Q: Tell us more about the core products of Cyberbit.

At present, we have got four products. Cyber range is our flagship product. This refers to the range of possible threats you are exposed to, and how you can secure your system against it. Cyberbit has created a simulated platform where you can replicate the organisation’s infrastructure and play around. Along with that, we provide hands-on training on exercising cybersecurity. These are the services included in the cyber range product.

Apart from the cyber range, we work on Endpoint Detection and Response (EDR) space. There is a lot of competition there, unlike range, which is our brainchild. EDR is something which acts as the last resort to detect a threat, something a regular antivirus or an anti-phishing tool cannot detect. We do not play in the traditional EDR space. We play in the advanced sophisticated networks such as the defence organisations like the banks in India. While every other system works on the cloud, we work on the air gap network scenario.

Next is the SOAR network, which stands for Security Orchestration Automation and Response. This platform also brings automation of the regular and manual steps that one takes. Any repeatable or manual action has to be automated and orchestrated for a better response time. SOAR network offers this platform. This is something every SOC organisation is utilising.

The fourth product is the Operational Technology (OT) network security to protect the SCADA or ICS network. Cyber infrastructure is the most critical aspect today. The future of warfare is in this medium. Hence a lot of investment is made in OT network security now.

Q: What are the major challenges in the cybersecurity space today?

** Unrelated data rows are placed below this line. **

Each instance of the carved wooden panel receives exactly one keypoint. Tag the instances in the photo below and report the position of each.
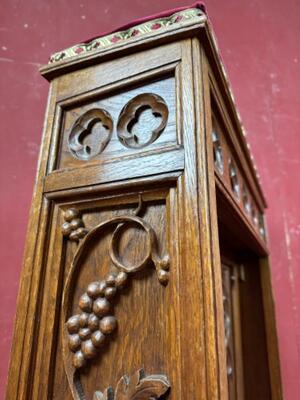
(121, 295)
(117, 286)
(119, 124)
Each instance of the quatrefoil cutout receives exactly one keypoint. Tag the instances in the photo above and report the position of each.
(90, 134)
(142, 120)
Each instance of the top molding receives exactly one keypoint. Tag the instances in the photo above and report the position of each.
(186, 23)
(140, 30)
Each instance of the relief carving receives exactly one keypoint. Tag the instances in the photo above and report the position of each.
(84, 128)
(132, 113)
(137, 387)
(140, 123)
(73, 227)
(87, 332)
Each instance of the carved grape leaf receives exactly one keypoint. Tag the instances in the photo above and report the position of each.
(137, 387)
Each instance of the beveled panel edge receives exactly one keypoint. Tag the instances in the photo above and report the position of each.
(165, 69)
(118, 170)
(203, 30)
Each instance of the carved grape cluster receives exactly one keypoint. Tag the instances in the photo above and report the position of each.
(88, 330)
(73, 227)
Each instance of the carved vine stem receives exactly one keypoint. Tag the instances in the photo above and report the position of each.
(86, 333)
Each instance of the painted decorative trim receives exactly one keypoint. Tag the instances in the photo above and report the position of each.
(116, 37)
(138, 387)
(87, 332)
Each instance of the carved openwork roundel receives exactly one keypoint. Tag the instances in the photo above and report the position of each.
(90, 134)
(142, 120)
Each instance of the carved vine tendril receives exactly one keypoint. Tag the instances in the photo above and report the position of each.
(87, 332)
(137, 387)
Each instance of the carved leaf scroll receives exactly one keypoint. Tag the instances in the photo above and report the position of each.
(137, 387)
(86, 333)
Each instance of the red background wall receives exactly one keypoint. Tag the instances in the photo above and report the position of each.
(259, 41)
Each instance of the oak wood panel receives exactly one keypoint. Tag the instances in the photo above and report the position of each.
(172, 328)
(165, 88)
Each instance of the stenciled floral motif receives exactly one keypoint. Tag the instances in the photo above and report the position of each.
(116, 37)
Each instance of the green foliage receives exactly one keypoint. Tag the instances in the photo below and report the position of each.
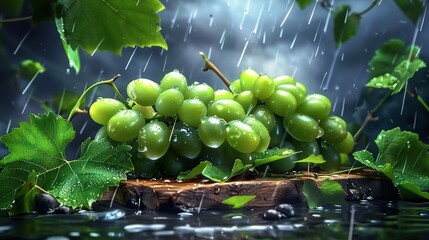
(403, 158)
(271, 155)
(225, 173)
(304, 3)
(238, 201)
(390, 55)
(412, 9)
(346, 24)
(29, 68)
(400, 75)
(101, 25)
(312, 159)
(39, 146)
(215, 173)
(329, 193)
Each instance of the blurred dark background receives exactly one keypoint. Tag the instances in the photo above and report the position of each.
(272, 36)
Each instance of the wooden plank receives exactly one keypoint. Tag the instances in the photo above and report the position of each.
(191, 195)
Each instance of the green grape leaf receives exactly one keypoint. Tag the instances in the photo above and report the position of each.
(11, 8)
(271, 155)
(42, 10)
(312, 159)
(396, 81)
(26, 196)
(109, 25)
(28, 69)
(346, 25)
(329, 193)
(238, 201)
(215, 173)
(304, 3)
(412, 9)
(40, 146)
(73, 56)
(403, 158)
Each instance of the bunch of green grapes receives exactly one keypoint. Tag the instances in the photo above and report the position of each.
(173, 126)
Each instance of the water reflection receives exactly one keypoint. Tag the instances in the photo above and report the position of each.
(357, 220)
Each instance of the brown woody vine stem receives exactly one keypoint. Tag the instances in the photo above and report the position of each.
(208, 65)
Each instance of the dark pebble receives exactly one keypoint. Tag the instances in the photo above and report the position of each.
(272, 214)
(63, 209)
(45, 203)
(286, 209)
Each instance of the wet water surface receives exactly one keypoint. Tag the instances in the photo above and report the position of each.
(357, 220)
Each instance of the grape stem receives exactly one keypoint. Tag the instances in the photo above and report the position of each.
(111, 82)
(208, 65)
(370, 117)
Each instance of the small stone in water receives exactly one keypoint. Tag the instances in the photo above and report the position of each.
(46, 203)
(286, 209)
(272, 214)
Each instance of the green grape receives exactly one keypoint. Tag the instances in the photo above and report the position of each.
(147, 111)
(216, 155)
(263, 87)
(143, 91)
(284, 79)
(154, 139)
(212, 131)
(125, 125)
(235, 86)
(302, 87)
(246, 100)
(223, 94)
(242, 137)
(332, 158)
(335, 129)
(297, 92)
(265, 116)
(185, 141)
(174, 79)
(169, 102)
(301, 127)
(226, 109)
(347, 145)
(278, 133)
(316, 106)
(285, 164)
(101, 133)
(104, 108)
(201, 91)
(281, 103)
(192, 111)
(261, 130)
(248, 78)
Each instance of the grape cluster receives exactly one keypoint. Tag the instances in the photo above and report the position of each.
(173, 126)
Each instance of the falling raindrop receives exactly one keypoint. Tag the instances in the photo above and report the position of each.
(287, 14)
(211, 20)
(312, 12)
(20, 43)
(293, 41)
(26, 103)
(131, 57)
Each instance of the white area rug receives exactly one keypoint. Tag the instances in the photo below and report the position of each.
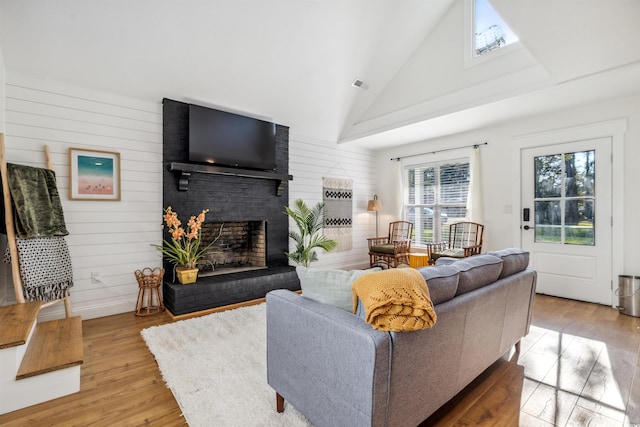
(216, 367)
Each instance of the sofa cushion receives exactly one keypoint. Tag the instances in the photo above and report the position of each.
(515, 260)
(477, 271)
(442, 282)
(331, 287)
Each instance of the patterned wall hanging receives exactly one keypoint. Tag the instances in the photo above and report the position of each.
(337, 195)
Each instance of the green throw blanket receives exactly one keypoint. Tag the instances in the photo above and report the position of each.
(36, 202)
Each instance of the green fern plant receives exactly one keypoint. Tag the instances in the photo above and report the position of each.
(309, 235)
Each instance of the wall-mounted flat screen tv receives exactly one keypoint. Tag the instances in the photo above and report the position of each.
(229, 139)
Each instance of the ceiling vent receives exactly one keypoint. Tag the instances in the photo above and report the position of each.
(359, 84)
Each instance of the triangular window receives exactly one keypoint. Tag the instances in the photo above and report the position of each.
(490, 31)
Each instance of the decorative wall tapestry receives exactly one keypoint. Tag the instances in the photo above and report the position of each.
(337, 195)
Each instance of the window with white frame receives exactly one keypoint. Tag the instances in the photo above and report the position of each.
(487, 36)
(436, 196)
(490, 30)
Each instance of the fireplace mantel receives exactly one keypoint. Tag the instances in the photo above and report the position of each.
(187, 168)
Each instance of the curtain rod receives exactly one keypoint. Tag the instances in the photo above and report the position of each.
(439, 151)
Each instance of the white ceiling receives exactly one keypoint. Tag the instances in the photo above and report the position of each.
(293, 61)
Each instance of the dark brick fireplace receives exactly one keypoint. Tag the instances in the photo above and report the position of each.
(244, 202)
(240, 246)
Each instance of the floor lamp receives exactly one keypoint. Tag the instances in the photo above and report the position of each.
(375, 206)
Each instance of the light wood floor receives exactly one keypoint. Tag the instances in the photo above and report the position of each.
(579, 366)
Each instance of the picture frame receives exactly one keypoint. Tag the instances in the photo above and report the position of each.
(94, 175)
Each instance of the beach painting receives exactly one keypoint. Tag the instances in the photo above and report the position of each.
(95, 175)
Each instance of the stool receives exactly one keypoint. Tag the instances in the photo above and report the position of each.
(417, 260)
(149, 282)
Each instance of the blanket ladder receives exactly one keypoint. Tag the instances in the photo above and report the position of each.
(11, 232)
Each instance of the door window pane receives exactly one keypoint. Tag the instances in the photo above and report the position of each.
(579, 222)
(579, 174)
(548, 228)
(548, 176)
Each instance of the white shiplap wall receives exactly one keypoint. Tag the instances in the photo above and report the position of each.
(110, 238)
(309, 161)
(114, 238)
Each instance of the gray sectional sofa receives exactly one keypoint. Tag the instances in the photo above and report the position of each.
(337, 370)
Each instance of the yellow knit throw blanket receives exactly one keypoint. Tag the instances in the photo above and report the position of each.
(395, 300)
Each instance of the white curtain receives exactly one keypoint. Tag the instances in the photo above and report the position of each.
(398, 203)
(475, 198)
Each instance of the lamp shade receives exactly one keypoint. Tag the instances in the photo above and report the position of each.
(374, 205)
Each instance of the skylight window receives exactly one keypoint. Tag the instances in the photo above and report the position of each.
(490, 31)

One of the challenges is the efficacy of technology. Today, technologies are developed rapidly and they are not devoid of loopholes. Once you discover the technique to alleviate that, someone comes up with a new way to bypass that. This is like a vicious circle. For example, when sandboxing technology came up around five-six years back, everyone thought it was the silver bowl. But within three months people figured out how to bypass it. So every time we are looking for a silver bowl but unfortunately, there is no silver bowl today in cybersecurity.

Another big challenge is time, which is very critical. Earlier the pace was slow to diagnose a breach of security and come up with remedial action. But today, time is the essence. If there is a security breach today, the next morning it will be all over the media and the CEO has to come up with a statement and owe the accountability. So the speed of detection and response time is super critical today.

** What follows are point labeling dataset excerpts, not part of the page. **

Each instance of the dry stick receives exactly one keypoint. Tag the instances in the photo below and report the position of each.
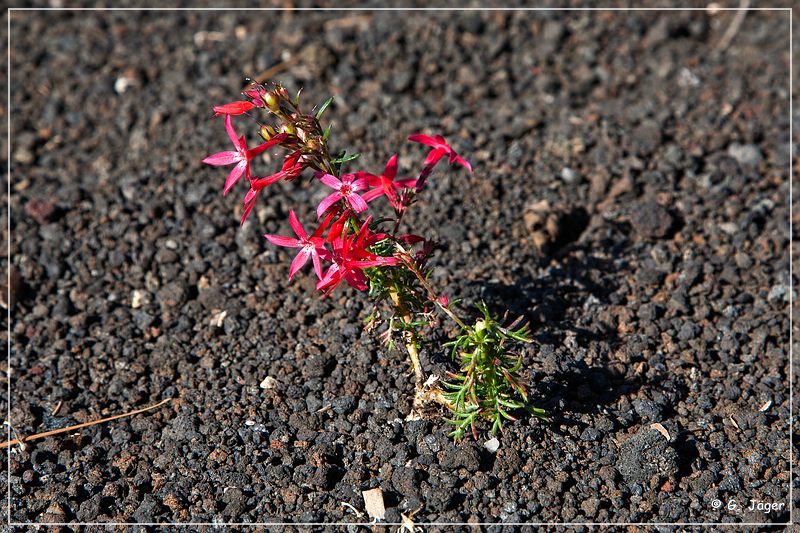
(421, 395)
(736, 23)
(410, 338)
(21, 440)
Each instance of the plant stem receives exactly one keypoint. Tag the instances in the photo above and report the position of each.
(406, 258)
(410, 337)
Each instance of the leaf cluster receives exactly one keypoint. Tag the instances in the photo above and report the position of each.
(487, 385)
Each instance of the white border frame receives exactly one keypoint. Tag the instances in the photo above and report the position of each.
(9, 12)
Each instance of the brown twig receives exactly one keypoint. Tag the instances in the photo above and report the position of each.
(271, 71)
(733, 29)
(21, 440)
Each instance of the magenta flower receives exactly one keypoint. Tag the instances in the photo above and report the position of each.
(345, 189)
(440, 149)
(240, 157)
(234, 108)
(350, 257)
(313, 246)
(385, 184)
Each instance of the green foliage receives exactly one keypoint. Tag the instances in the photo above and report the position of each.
(323, 107)
(487, 385)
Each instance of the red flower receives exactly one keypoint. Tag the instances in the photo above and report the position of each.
(440, 149)
(313, 246)
(345, 189)
(350, 257)
(385, 184)
(234, 108)
(240, 157)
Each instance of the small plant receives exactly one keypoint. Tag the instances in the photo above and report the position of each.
(354, 245)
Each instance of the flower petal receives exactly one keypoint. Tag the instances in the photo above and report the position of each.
(296, 226)
(331, 181)
(390, 171)
(327, 202)
(433, 157)
(259, 183)
(249, 202)
(317, 265)
(424, 139)
(222, 158)
(234, 176)
(299, 261)
(231, 132)
(358, 204)
(234, 108)
(463, 162)
(374, 193)
(360, 184)
(288, 242)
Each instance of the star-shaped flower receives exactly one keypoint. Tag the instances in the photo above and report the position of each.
(440, 149)
(313, 246)
(240, 157)
(344, 189)
(385, 184)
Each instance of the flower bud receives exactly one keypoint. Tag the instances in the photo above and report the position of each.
(271, 101)
(266, 132)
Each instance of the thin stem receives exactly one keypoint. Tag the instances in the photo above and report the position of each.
(410, 336)
(406, 258)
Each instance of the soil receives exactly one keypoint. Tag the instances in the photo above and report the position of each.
(629, 199)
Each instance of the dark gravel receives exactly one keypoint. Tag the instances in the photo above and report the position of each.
(654, 268)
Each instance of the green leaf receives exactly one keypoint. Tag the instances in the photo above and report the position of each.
(323, 107)
(344, 158)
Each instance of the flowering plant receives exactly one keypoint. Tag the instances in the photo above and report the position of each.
(369, 253)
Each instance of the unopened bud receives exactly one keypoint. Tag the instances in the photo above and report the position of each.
(271, 101)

The third challenge is the massive shortage of trained cybersecurity professionals today. A report by Data Security Council of India (DSCI) states that by 2025, there is going to be a shortage of a million cybersecurity professionals in India. I believe that Indian cybersecurity professionals are not equipped with enough skills. They are learning on the job from each breach.

Q: How do you plan to address these challenges?

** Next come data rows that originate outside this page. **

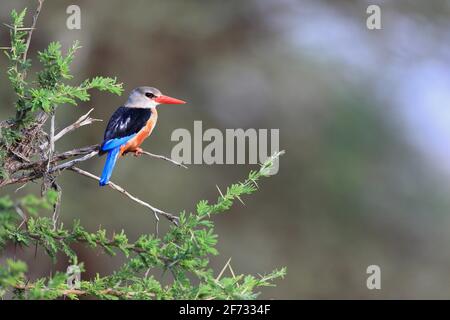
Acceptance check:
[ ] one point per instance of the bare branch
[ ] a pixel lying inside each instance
(71, 163)
(172, 218)
(82, 121)
(157, 156)
(38, 167)
(33, 26)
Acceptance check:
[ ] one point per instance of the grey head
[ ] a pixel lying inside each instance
(143, 97)
(149, 97)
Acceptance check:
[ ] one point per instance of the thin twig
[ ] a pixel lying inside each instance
(33, 26)
(172, 218)
(71, 163)
(79, 292)
(157, 156)
(82, 121)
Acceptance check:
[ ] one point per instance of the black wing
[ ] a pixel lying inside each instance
(125, 122)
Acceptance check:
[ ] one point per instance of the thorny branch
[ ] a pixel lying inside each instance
(30, 161)
(112, 185)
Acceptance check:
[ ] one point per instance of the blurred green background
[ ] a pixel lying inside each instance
(363, 115)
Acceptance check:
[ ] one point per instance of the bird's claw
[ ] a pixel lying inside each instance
(138, 152)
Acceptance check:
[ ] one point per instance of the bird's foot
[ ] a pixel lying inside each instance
(138, 152)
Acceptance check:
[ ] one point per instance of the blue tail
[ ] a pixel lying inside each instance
(109, 165)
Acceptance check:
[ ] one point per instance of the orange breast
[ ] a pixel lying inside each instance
(134, 143)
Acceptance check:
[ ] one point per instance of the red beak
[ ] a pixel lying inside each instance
(168, 100)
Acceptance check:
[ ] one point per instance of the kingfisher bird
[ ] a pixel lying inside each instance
(130, 125)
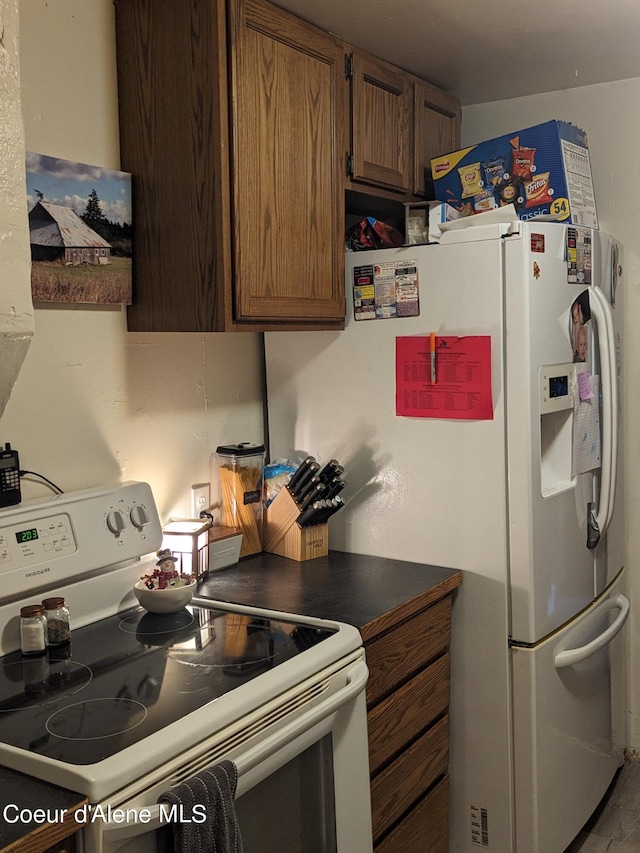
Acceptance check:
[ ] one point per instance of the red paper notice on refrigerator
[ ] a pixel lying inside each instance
(462, 387)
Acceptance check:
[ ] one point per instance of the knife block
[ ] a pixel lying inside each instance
(283, 535)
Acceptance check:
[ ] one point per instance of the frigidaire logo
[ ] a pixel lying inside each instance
(37, 572)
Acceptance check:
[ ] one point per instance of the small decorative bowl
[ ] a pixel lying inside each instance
(168, 600)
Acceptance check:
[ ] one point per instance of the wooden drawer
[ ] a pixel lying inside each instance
(397, 655)
(399, 718)
(425, 829)
(396, 789)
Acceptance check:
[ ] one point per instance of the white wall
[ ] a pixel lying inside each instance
(608, 114)
(93, 403)
(16, 308)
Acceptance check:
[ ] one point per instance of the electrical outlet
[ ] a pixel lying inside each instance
(200, 499)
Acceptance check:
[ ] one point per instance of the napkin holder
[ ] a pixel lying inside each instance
(283, 535)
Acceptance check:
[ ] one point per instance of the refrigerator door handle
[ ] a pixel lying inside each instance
(600, 515)
(570, 657)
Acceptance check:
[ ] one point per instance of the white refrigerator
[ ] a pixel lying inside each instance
(525, 497)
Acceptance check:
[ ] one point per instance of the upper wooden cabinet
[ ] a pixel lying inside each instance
(398, 123)
(381, 123)
(438, 118)
(288, 97)
(230, 122)
(235, 124)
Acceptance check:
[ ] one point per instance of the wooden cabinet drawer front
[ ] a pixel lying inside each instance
(425, 829)
(397, 655)
(405, 781)
(397, 720)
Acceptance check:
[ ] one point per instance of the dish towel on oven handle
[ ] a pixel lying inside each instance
(206, 820)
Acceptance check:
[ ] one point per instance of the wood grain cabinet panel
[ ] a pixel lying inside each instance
(408, 721)
(437, 123)
(396, 721)
(381, 123)
(425, 828)
(288, 97)
(398, 655)
(398, 787)
(231, 122)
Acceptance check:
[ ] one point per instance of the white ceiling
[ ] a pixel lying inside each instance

I try to look for opportunity in each of these challenges. I take it as a CSR initiative to deploy the cyber ranges across organisations from different sectors. India could be a global hub to train cybersecurity professionals across the world. To me, that is the most exciting part. I believe in the next 12 to 18 months, the game is going to change.

I offer the cyber range platform and someone has to create the content. There is a massive opportunity in state governments, banks, universities, defence organisations, etc. Several engineering colleges have started courses on cybersecurity but the curriculum isn’t strong enough. There is not much scope to acquire skills through the bookish knowledge they transfer. The technologies change in three months and the theories hardly come handy in real life. Today we need people who have worked on multiple vectors of threats in real time.